All kinds of companies and countries are racing to build the best AI models, but in the long run, the determinant to success in the AI space could be just one factor — energy.
Demis Hassabis, the CEO of Google DeepMind and a leading figure in artificial intelligence research, recently shared his perspective on one of the most pressing challenges facing the AI industry. In a discussion with CNBC, Hassabis acknowledged the severe constraints the industry faces and painted a picture of a future where energy availability becomes the fundamental currency of artificial intelligence development. His comments come at a time when the AI industry’s enormous energy demands are drawing increasing scrutiny from policymakers, industry leaders, and environmental advocates alike.
Hassabis began by addressing the immediate physical limitations facing AI development. “There’s lots of physical constraints. So of course, no one ever has enough chips. And we are lucky that we have our own TPU range in addition to GPUs, but there just aren’t enough compute chips in the world really for the demand.
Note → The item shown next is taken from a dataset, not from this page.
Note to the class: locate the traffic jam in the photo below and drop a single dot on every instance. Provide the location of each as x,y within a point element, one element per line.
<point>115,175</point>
And of course, in the end, that comes down to energy as well,” he said.
The DeepMind CEO then articulated a striking vision for the relationship between energy and intelligence in the age of advanced AI. “There’s this idea of energy. What we effectively is synonymous with intelligence as we get into the era towards AGI,” Hassabis explained. “Now the interesting thing is I think that AI itself will help here in the sense of getting more efficiencies out of existing infrastructure, but helping with things like material design, better solar materials.”
Hassabis pointed to concrete examples of how AI could help solve its own energy problem. “But it could also help with new breakthrough technologies like fusion. We have a collaboration with Commonwealth Fusion in the US to help contain plasma in fusion reactors. And one of my pet projects is can we come up with a room temperature superconductor material using AI? So I think there are multiple breakthroughs that AI could come up with and help us come up with that would help with the energy situation. In fact, indeed that’s, I think that’s one of the most promising use cases of AI,” he said.
The Google DeepMind CEO also highlighted the progress being made on the efficiency front. “And then the other thing is as these systems are getting better, they’re also getting 10x more efficient per year. So if you look at our range of models, we have our kind of lighthouse model, our pro versions of Gemini, but then we have our Flash versions, which are way more efficient and they’re sort of workhorse models that we use for everything. And they use techniques like distillation where you have a big model that teaches a smaller model. And the smaller models are really, really efficient. And I think there are more and more innovations and techniques like that that will keep bringing the efficiency curve down. And so you get much better performance per watt,” Hassabis concluded.
Hassabis’s comments underscore a growing recognition across the tech industry that energy infrastructure will be the defining constraint—and competitive advantage—in the race to build advanced AI systems. The scale of the challenge is staggering. Former Google CEO Eric Schmidt has warned that AI could end up consuming a massive portion of the world’s electricity, while OpenAI alone plans to use as much energy as half of India’s installed capacity within eight years.
This energy bottleneck is already reshaping geopolitical dynamics in AI development. Access to abundant electricity has emerged as a potential advantage for China in its competition with the United States, as the country rapidly expands its power generation infrastructure. Meanwhile, Microsoft CEO Satya Nadella has argued that AI’s high energy consumption means its outputs will need to be socially useful to justify the resource expenditure.
What makes Hassabis’s perspective particularly noteworthy is his dual emphasis on both the problem and potential solutions. By positioning AI as both the driver of unprecedented energy demand and the potential key to breakthrough energy technologies—from fusion reactors to room-temperature superconductors—he suggests a path forward that doesn’t require choosing between AI advancement and energy sustainability. Whether this optimistic vision materializes, however, may well determine not just which companies and countries lead in AI, but whether the technology can scale sustainably at all.